1986 fue para mí, justamente, un año a la deriva, el barco sin capitán, y la contramaestre sin dirección, y yo un simple marinero que no sabía ni encontrar el timón.

Miedos, miedos y más miedos, un barco lleno de fantasmas esperando el momento propicio para salir de sus sarcófagos y atacar.

La vida seguía su rumbo, porque nunca se detiene, ella siempre avanza a paso lento, pero avanza, y con ella también nuestros miedos.

Y así llegaron los miedos a no conseguir un buen trabajo, a no terminar la carrera universitaria, a no aprobar las materias, a no recibirme, pero claro, estos eran miedos menores, de esos que se superan, más tarde o más temprano, pero no fue así cuando llegó el momento de enfrentar el peor de mis miedos, la muerte de mi madre.

Todos los que me conocen, saben lo que luché por verla bien, por tratar de que viviese la mayor cantidad de años que Dios la dejara vivir. Ella luchó, yo luché, pero contra el destino nadie puede. Quise torcerle el brazo a la parca, y no pude, y así fue que ella se fue en mis brazos, tras una larga semana en estado de coma.

Nunca supe como logré reconstruirme de mi peor pérdida, tal vez exista algo que no conocemos, otra dimensión, otro mundo, el otro lado, desde el que nos dan fuerzas para seguir adelante, pero al miedo nada le da miedo, y esta vez me atacó por el lado de la soledad, el fantasma calmadamente salió de su sarcófago y me hizo notar una soledad que no fue elegida por mí, sino ella hizo caer su elección sobre mi persona, y así una vez más la lucha contra el miedo a estar solo se convirtió en una quijotesca lucha contra molinos de viento, porque la soledad es un estado del que se sale viviendo, y no soñando con imaginarios enemigos que no son, ni más, ni menos, que molinos de viento.

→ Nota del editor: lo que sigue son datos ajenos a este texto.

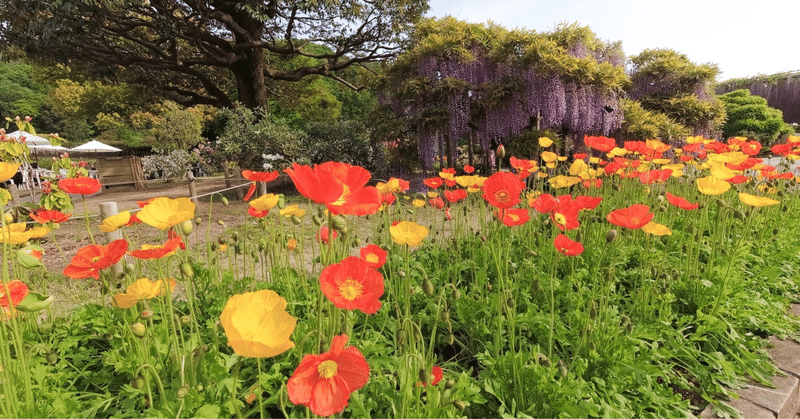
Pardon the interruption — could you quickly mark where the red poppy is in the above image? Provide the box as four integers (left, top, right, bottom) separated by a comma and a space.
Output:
483, 172, 525, 209
29, 210, 72, 224
242, 170, 279, 201
417, 365, 444, 387
553, 234, 583, 256
64, 239, 128, 279
583, 135, 616, 153
358, 244, 387, 269
130, 236, 183, 259
314, 226, 339, 244
58, 176, 103, 195
494, 208, 531, 227
286, 335, 369, 416
530, 193, 560, 214
581, 178, 603, 189
284, 162, 381, 215
0, 279, 30, 307
247, 207, 269, 218
444, 189, 467, 202
422, 176, 444, 189
606, 204, 655, 230
319, 256, 383, 314
667, 192, 700, 210
574, 195, 603, 210
639, 169, 672, 185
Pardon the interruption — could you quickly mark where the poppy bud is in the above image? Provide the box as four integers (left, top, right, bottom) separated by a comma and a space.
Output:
536, 353, 553, 368
419, 369, 431, 384
131, 377, 144, 390
181, 220, 194, 236
495, 144, 506, 159
331, 215, 347, 231
422, 278, 433, 297
131, 322, 147, 338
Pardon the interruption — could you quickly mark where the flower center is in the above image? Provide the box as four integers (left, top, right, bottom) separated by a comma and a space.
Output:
339, 277, 364, 301
317, 359, 339, 380
494, 189, 511, 202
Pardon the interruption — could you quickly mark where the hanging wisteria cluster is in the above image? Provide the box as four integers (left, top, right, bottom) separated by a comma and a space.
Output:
380, 19, 625, 169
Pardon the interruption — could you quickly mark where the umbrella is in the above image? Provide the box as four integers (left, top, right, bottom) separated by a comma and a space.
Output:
6, 131, 52, 147
69, 140, 122, 153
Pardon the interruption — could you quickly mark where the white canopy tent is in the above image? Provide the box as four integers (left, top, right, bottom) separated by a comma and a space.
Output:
69, 140, 122, 153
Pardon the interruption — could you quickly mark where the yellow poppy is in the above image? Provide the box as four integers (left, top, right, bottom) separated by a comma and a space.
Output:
137, 197, 195, 230
455, 175, 486, 188
250, 193, 281, 211
280, 204, 306, 217
549, 175, 581, 189
697, 176, 731, 195
114, 278, 175, 309
389, 221, 428, 247
642, 221, 672, 236
219, 290, 297, 358
542, 151, 558, 163
100, 211, 131, 233
739, 192, 780, 207
0, 161, 19, 182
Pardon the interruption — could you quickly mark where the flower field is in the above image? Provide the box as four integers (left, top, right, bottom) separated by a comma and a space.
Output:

Miedos, miedos y más miedos, una soledad llena de fantasmas esperando el momento propicio para salir de sus sarcófagos y atacar.

Y cuando creí que no podían existir peores miedos que los que me solían acompañar, llegó la pandemia, y el virus, o sea, la suma de todos los miedos, como en la película.

Ahora los fantasmas bailan, festejan, su triunfo, han vencido a la esperanza, a la alegría, a los proyectos, dan rienda suelta a la privación de libertad que le han generado a la humanidad, han logrado que por primera vez las bocas y los labios que regalaban besos, se conviertan en armas mortales, se han llevado a ancianos, jóvenes y hasta niños, hoy los fantasmas nos inundan de miedos, nos dicen que ellos han ganado la batalla, pero quizás lo que aún no sepan es que no han ganado la guerra, porque la guerra la va a ganar la humanidad, más tarde o más temprano, ellos, los fantasmas deberán volver a sus sarcófagos, y ojalá nunca más vuelvan a salir.

Esperanzas, esperanzas y más esperanzas, una humanidad llena de fortaleza esperando el momento propicio para encerrar en sus sarcófagos a los fantasmas.